Tanimoto Similarity

User c0e481a82c

05-01-2006 17:21:58

Hi,





I'm trying to calculate the average similarity between a molecule and a set of molecules for an application I'm writing, using the 3.1.1 version of the cartridge. There are 2 points about this that I'd like to raise.





The first issue is one of performance. Because what I'm doing is calculating the similarity between my molecule and all molecules in an indexed table (SELECT AVG(JC_TANIMOTO(T.SMILES, 'myMolecule')) FROM TABLE T), the calculation is quite slow. In the previous data cartridge we were using the same approach and it was around 10 times quicker for the same calculation. I notice from the explain plan for this query, that the index isn't used (or at least if it is, Oracle doesn't know about it, which I can understand). Is there some other way of getting back this answer quicker?





The second issue is that if I use JCF_Tanimoto rather than the JC_Tanimoto in the SQL above, I get a different answer. I assume this is because one function uses the index whereas the other does not. However, why then is it that this doesn't dramatically speed things up (JCF_ and JC_ take approximately the same time, but JCF_ is marginally quicker)? And how can I make sure that both versions return the same answer?





Thanks for your help.





Regards,





Phil.

ChemAxon aa7c50abf8

06-01-2006 11:57:59

Hello Phil,
Quote:
(SELECT AVG(JC_TANIMOTO(T.SMILES, 'myMolecule')) FROM TABLE T), the calculation is quite slow
With SQL statements where a cartridge operator does not appear in the WHERE clause, the operator will be called by Oracle as many times as there are rows meeting the conditions in the WHERE clause. In the statement above the jc_tanimoto operator is called once for each row of the table T. This behaviour is common to all Oracle Cartridge implementations. The JChem Cartridge specific aspect is the following. Currently, most JChem Cartridge operators (including jc_tanimoto) do a call to JChem components in Tomcat to perform the required business functions. Calling Tomcat from Oracle has a large communication overhead compared to the time required to calculate the tanimoto between two given molecules.

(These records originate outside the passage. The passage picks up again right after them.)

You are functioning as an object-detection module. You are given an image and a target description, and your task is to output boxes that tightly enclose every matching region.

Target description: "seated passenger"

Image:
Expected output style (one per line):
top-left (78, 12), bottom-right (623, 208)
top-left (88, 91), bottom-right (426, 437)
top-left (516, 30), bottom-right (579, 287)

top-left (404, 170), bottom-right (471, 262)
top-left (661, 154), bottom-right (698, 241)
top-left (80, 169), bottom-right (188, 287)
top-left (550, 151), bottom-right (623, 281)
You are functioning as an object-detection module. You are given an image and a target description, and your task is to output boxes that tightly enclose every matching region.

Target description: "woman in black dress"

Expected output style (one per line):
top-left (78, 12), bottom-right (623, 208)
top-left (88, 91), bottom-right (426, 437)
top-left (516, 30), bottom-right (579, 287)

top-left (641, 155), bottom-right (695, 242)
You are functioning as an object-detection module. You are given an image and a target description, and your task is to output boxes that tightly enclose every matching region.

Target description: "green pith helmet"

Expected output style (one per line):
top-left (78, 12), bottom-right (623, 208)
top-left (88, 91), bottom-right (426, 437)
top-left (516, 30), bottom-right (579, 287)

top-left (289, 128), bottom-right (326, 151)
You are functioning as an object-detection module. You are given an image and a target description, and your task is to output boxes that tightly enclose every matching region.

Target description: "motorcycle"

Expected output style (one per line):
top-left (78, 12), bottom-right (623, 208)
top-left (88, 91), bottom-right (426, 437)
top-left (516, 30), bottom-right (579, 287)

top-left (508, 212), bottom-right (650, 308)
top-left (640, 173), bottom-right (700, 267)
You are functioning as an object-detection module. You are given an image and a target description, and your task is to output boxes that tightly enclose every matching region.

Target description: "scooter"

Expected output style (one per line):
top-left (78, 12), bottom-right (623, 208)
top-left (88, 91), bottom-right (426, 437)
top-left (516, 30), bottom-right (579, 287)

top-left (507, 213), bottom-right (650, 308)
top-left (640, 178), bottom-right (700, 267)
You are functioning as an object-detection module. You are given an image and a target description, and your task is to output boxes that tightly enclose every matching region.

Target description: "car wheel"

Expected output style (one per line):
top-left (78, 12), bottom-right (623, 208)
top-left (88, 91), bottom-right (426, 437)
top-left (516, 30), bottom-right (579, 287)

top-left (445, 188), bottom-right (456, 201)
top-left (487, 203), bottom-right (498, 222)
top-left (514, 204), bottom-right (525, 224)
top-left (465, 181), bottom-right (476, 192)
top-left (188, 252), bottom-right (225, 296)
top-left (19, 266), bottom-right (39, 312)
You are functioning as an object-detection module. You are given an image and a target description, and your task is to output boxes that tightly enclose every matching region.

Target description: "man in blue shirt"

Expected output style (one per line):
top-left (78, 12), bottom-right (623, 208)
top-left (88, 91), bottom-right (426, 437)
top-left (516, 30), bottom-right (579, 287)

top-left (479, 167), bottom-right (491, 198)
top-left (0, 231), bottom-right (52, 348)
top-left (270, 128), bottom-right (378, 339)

The communication overhead is not a problem for statements like





Code:
select count(*) t where jc_tanimoto(smiles, 'myMolecule') > 0.9






In this case there will be just one single call to Tomcat for the entire statement and the required similarity calculation will be performed in one batch. The reason why we use the Tomcat-call-out approach even for SQL statements like the one you are referring to is that executing the algorithm in Oracle (either in Java or using PL/SQL) would be even slower. (I can only guess that some of the competing products use an architecture with a relatively lower per-call communication overhead. The trade-off they appear to make with their architecture is that, according to reports from some of our customers, they are slower than JChem Cartridge with SQL statements where operators are in the WHERE clause.)

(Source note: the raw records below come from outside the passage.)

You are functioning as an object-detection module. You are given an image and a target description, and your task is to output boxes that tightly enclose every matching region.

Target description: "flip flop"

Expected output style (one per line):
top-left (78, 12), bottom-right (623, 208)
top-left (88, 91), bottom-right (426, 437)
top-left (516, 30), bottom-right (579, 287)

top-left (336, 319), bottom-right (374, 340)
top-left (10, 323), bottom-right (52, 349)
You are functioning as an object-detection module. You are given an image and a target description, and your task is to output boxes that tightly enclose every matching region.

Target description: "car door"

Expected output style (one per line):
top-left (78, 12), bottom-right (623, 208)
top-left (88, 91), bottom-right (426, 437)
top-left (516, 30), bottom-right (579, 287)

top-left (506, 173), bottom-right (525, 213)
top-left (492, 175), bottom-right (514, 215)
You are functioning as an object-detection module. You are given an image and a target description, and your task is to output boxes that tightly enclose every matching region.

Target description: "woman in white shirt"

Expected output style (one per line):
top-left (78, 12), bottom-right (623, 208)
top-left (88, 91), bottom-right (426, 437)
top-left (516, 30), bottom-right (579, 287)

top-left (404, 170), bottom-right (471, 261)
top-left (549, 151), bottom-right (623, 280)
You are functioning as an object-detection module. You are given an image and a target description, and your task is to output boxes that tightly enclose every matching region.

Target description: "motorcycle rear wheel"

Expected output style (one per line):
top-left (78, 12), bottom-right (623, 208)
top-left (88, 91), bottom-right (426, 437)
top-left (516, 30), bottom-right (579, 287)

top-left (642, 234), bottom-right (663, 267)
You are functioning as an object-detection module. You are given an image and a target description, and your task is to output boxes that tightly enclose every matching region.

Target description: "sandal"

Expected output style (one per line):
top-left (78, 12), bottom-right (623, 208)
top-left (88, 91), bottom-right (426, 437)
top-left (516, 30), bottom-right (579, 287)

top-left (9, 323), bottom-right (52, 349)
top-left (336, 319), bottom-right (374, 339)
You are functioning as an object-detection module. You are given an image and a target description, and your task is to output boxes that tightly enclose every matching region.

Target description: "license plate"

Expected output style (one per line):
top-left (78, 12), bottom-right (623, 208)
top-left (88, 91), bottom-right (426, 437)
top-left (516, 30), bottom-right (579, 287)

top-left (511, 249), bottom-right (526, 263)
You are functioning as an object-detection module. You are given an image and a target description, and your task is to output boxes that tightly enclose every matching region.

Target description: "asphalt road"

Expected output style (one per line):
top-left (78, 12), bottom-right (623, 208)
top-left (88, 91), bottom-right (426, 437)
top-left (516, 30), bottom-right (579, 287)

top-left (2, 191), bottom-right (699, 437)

The immediate solution for this performance problem would be to restructure the performance sensitive parts of your application so as to avoid using SQL statements where JChem Cartridge operators appear before the WHERE clause or use sufficiently restrictive conditions in the WHERE clause.
Quote:



I notice from the explain plan for this query, that the index isn't used
During the execution of the statement you are referring to, the jc_idxtype index is used in so far as the fingerprint of the target structure is taken from the index -- instead of being calculated on the fly. Oracle does not know of this, because this is "hidden" in the cartridge implementation. To my knowledge, the explain plan only shows whether the optimizer selected to execute the SQL statement with domain index scan or not. (The statement is executed in domain index scan mode typically when the domain index operator appears in the WHERE clause.) Even with domain index scan, Oracle can not know if the index data is actually used by the cartridge implementation during the scan. (Though normally it will be used because this is the main reason for implementing a data cartridge.)
Quote:
if I use JCF_Tanimoto rather than the JC_Tanimoto in the SQL above, I get a different answer.


This is due to a bug in jcf_tanimoto. It will be fixed in the next JChem release. Thank you for reporting it and sorry for the inconvenience.





Peter

User d9e3fbf2fa

02-10-2008 13:30:33

I'm still seeing a difference in the current version. Is this because our index is using non-default parameters? If so, is there any way to get the jcf_tanimoto function to use these same parameters, or should we just use jc_tanimoto in both the select and the where clauses?

ChemAxon aa7c50abf8

02-10-2008 15:59:13

Yes, index parameters are certainly candidates for explaining such differences.





In general, it is strongly recommended to use the operator forms of functions (such jc_tanimoto) wherever they are accepted by Oracle -- especially with structure columns having jc_idxtype indexes on them. Operators are supposed to take account of the information "embedded" in indexes -- such as the Standardizer configuration used for the index.





The function forms of operators (such as jcf_tanimoto) cannot access indexes. Their only purpose is to be used for assignment operations in PL/SQL code with literal (string constant) parameters where Oracle doesn't accept operators (and index information is not available).





Thanks


Peter